Dr Nathaniel Micklem had this to say in his book A Religion of Agnostics: “Though he disguised his moral indignation under cover of scientific terminology, it was in response to the call of a higher and more lasting justice that Karl Marx repudiated the ‘bourgeois’ inequality of his day?”
This view was echoed by Ivan Svitak in his speech at Charles University during the Prague Spring on May 3, 1968:
Marx was not, and is not, and never will be, the inventor and theoretician of totalitarian dictatorship that he appears today, when the original meaning of his work, true humanism — has been given a thoroughly Byzantine and Asian twist. Marx strove for a wider humanism than that of the bourgeois democracies that he knew and for wider civil rights, not for the setting-up of the dictatorship of one class and one political party. What is today thought to be the Marxist theory of the State and the Marxist social science imply an ideological forgery, a false contemporary conception, as wrong as the idea that the orbits of heavenly bodies are circular.

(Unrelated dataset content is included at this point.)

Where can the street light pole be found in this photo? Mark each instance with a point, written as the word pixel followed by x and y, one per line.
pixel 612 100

Milan Machovec in his book A Marxist Looks at Jesus carried this argument a stage further forward in assessing the Marxist view of Jesus:
You can corrupt the heritage, overlay what is best in it, or push it into the background, but those who seek it out tomorrow will find life and new hope beneath the layers of dirt and the petrified outlines — simply because they are attuned to it. Thus, in Christianity the dogmatised image of Jesus Christ has never been able thoroughly to banish the image of the man, Jesus of Nazareth.

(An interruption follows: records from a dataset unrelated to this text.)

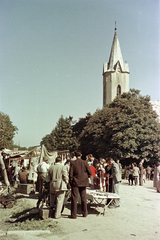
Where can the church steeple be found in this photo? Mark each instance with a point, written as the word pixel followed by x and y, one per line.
pixel 115 73
pixel 115 54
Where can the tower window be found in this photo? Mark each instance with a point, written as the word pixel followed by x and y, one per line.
pixel 118 90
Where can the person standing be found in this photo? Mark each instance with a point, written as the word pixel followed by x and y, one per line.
pixel 141 172
pixel 156 178
pixel 42 170
pixel 58 177
pixel 148 172
pixel 115 181
pixel 135 173
pixel 23 176
pixel 93 160
pixel 4 172
pixel 78 177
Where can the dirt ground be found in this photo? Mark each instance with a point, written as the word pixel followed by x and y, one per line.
pixel 137 218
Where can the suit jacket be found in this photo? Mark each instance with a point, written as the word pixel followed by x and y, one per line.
pixel 140 168
pixel 115 173
pixel 58 177
pixel 79 173
pixel 135 172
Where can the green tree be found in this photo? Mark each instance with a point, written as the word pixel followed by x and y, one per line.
pixel 7 131
pixel 125 129
pixel 62 137
pixel 49 142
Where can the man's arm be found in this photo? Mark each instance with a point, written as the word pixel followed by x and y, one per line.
pixel 89 172
pixel 71 173
pixel 65 175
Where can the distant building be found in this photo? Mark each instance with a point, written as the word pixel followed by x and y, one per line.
pixel 115 74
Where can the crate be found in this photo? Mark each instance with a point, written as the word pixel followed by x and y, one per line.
pixel 46 213
pixel 26 188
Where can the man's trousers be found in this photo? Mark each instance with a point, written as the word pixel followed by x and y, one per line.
pixel 58 198
pixel 74 199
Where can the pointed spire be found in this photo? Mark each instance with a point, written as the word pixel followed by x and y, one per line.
pixel 115 54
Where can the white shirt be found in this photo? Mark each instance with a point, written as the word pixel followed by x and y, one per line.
pixel 43 167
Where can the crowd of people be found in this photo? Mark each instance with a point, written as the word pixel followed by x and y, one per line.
pixel 139 174
pixel 76 174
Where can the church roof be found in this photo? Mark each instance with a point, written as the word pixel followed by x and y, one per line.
pixel 116 56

That view of the relationship between the teachings of Jesus and the writings of Marx merits very serious consideration. If that view prevails — as I believe it may — a century from now the writings of Marx may be seen as no more threatening to the teachings of Jesus than the writings of Darwin are now thought to be today.
I am not urging a political concordat between the hierarchies of the Vatican, the Kremlin, and Lambeth Palace — which if they merged, all their historical experience of centralised organisation and bureaucracy could pose — it might be argued — the greatest threat to freedom of conscience the world has ever seen.

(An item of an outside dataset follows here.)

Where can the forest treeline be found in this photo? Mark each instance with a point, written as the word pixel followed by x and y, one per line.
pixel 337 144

But I am saying that as the ecumenical movement gathers momentum — and if it remains a mosaic and does not become a monolith — it should extend the range of its dialogue to embrace socialists and Marxists as well as Catholics, Protestants, Jews, Buddhists, and Muslims. And there is one compelling reason why it must.
The technology of destruction at the disposal of mankind in modern weapons and the rocketry to deliver them must now require us all to open our hearts and minds to the inescapable need for neighbourly love on a global scale and then build the social, political, and economic institutions that can express it, bringing together those who now marshal themselves under different banners of religious and political faith.
A holy war with atom bombs could end the human family for ever. I say all this as a socialist whose political commitment owes much more to the teachings of Jesus — without the mysteries within which they are presented — than to the writings of Marx whose analysis seems to lack an understanding of the deeper needs of humanity.
But untold numbers of people all over the world — and I am one of them — are now claiming the right to study all the sources of insight which they find meaningful, and reach their own personal conclusions about their significance, free from the threat of excommunication for failing to satisfy the tenets of faith laid down by any church or any party.
In that sense too the teachings of Jesus can be seen as truly revolutionary and to have spread its influence far beyond the bounds of Christendom.